Hola, ¿alguien podría decirme una traducción para esa pregunta?

¿Sería correcto "*was warst dir fotografieren*"? (supongo que no)

Vielen dank.


----------



## FranParis

Was hast Du fotografiert?


----------



## heidita

Verräter said:


> ¿Sería correcto "*was warst dir fotografieren*"?  (supongo que no)
> 
> Vielen dank.


 
Was hast Du fotografiert? Was fotografiertest Du da?


----------



## Aurin

También puedes incluir el adverbio "gerade":
Was hast du (da) gerade fotografiert?


----------



## Verräter

Sabía que mi frase era incorrecta....pero ahora que la vuelvo a leer veo que lo era más de lo que recordaba, haha.
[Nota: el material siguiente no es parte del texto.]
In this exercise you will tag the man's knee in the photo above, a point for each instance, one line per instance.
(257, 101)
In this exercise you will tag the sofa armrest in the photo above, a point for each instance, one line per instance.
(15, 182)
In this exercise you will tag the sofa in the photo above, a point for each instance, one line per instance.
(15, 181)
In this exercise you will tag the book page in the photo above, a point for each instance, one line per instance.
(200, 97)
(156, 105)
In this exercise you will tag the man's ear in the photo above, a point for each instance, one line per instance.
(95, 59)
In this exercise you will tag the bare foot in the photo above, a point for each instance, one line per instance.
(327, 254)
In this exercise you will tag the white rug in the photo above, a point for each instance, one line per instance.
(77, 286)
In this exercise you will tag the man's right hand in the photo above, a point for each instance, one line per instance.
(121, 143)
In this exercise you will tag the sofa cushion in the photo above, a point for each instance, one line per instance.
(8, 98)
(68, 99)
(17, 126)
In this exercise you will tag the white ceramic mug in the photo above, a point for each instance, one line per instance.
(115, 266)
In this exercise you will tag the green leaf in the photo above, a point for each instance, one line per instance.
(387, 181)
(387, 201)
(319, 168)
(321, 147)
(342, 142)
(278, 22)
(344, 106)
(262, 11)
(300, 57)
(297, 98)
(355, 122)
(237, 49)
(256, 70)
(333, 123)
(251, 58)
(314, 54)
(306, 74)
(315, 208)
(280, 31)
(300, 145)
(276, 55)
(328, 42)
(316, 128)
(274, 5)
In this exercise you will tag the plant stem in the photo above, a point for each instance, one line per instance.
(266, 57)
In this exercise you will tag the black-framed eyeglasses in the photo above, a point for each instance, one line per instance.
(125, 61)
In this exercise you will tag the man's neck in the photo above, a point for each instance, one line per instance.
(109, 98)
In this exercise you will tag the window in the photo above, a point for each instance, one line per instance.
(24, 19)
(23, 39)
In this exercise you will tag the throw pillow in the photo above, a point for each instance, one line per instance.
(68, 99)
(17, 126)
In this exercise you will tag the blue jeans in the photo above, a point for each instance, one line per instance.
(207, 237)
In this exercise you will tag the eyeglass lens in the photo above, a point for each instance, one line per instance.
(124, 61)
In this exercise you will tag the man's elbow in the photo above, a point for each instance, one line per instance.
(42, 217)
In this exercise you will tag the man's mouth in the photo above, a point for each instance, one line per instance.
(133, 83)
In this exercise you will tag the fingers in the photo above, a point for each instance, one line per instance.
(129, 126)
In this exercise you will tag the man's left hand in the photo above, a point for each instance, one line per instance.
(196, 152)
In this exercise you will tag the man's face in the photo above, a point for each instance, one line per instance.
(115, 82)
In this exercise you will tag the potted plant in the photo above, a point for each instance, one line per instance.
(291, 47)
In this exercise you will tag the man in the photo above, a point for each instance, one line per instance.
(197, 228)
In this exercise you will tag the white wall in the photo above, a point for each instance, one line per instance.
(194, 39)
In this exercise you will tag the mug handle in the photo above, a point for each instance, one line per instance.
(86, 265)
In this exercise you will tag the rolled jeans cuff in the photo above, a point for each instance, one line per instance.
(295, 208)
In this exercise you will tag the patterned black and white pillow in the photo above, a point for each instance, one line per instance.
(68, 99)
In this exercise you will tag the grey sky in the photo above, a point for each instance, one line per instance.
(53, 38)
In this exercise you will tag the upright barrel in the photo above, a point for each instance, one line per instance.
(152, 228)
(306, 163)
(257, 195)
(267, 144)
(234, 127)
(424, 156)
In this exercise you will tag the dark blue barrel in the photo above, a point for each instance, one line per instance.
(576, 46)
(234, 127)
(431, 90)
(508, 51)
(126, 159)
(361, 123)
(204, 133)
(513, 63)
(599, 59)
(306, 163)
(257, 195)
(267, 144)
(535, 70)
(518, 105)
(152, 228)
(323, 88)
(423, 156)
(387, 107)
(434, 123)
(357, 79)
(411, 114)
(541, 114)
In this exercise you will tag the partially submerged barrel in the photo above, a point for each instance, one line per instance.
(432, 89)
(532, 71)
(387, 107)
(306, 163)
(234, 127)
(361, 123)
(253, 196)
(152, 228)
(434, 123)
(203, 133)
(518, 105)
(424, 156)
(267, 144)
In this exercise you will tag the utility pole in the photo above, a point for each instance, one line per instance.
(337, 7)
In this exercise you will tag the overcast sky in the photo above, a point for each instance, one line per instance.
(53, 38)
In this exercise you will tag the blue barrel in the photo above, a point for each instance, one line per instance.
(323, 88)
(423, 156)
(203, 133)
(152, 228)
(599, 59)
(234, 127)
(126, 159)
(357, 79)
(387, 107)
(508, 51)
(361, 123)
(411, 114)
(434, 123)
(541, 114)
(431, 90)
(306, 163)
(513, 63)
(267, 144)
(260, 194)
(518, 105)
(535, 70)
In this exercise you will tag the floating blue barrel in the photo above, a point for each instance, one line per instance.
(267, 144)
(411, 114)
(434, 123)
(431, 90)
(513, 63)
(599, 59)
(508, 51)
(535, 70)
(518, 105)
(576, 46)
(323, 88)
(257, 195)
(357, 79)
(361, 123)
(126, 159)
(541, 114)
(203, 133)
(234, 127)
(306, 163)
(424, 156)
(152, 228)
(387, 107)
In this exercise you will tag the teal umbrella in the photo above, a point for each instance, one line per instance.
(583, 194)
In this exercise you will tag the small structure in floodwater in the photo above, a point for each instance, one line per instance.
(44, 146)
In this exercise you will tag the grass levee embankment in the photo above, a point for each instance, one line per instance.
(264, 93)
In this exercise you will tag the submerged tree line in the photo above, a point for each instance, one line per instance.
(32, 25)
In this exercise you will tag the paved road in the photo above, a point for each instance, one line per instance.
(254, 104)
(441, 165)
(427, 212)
Pero, una cosa "*was hast du fotografiert?*" se traduciría como "_¿qué has fotografiado?_".
¿Qué estabas fotografiando? hace referencia a 'que estaba fotografiando esa persona en ese determinado momento/instante'.

¿Seguiría siendo empleada la misma estructura?


----------



## FranParis

Creo que no hay pasado continuo en alleman..


----------



## muycuriosa

Verräter said:


> Pero, una cosa "*was hast du fotografiert?*" se traduciría como "_¿qué has fotografiado?_".
> ¿Qué estabas fotografiando? hace referencia a 'que estaba fotografiando esa persona en ese determinado momento/instante'.
> 
> ¿Seguiría siendo empleada la misma estructura?


 
Como ya lo ha dicho Aurin, podrías decir: 
'Was hast du da gerade fotografiert?' o 'Was hast du da eben fotografiert?'
'gerade' (y un poco también el 'da') expresan más o menos 'estar haciendo'.

Es verdad que la diferencia entre las dos estructuras no es tan clara en alemán como en espanol, pero existe, y son sobre todo las palabras 'gerade' o 'eben' las que la expresan.


----------